Edge of Tomorrow, a 2014 sci-fi spectacle that had middling box office returns, gained a second life thanks to the home video and rental market. As such, WB decided to move forward with the sequel to the Western adaptation of author Hiroshi Sakurazaka and illustrator Yoshitoshi ABe's
All You Need Is Kill light novel.
In a recent interview with IndieWire, Emily Blunt reveals that she might actually be the cause for the delay.
"
It’s a lot for all the stars to align for everyone to be free at the same time and available to do it at the same time. They asked me to do [it] two months before I started Mary Poppins. Tom was like, ‘Can you go this autumn?’ and I was like, ‘No, I can’t go, I’m playing Mary Poppins for like a year, dude! I can’t do Edge of Tomorrow.’
Doug Liman has got an awesome idea and he’s excited and they just need to write it. There has been a script, but now I gather there’s another one in the works."
Liman
previously revealed that the sequel will tentatively be titled
Live, Die, Repeat and Repeat (the film was inexplicably retitled Live, Die, Repeat on home video). He also stated in January that scheduling issues had finally been worked out and that production would begin soon.
About Edge of Tomorrow
Edge of Tomorrow is a 2014 American sci-fi military film based on the 2004 light novel from Hiroshi Sakurazaka and Yoshitoshi ABe.

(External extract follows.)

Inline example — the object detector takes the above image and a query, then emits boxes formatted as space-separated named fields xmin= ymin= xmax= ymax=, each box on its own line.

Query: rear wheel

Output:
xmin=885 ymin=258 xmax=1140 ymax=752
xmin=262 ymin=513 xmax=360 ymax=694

A manga adaptation, written by Ryōsuke Takeuchi and illustrated by Takeshi Obata, was published in Weekly Shonen Jump from January to May 2014. An English language translation was published by Viz Media in North America in May 2014.
The film follows Major William Cage and a legendary Special Forces Officer who form an unlikely partnership to stop invading aliens called Mimics, who inexplicably predict every move the Earth's United Defense Force makes. Through chance, Cage gains the ability to travel back in time, each time he dies. Through this ability Cage tests several methods and strategies to defeat the Mimics once and for all.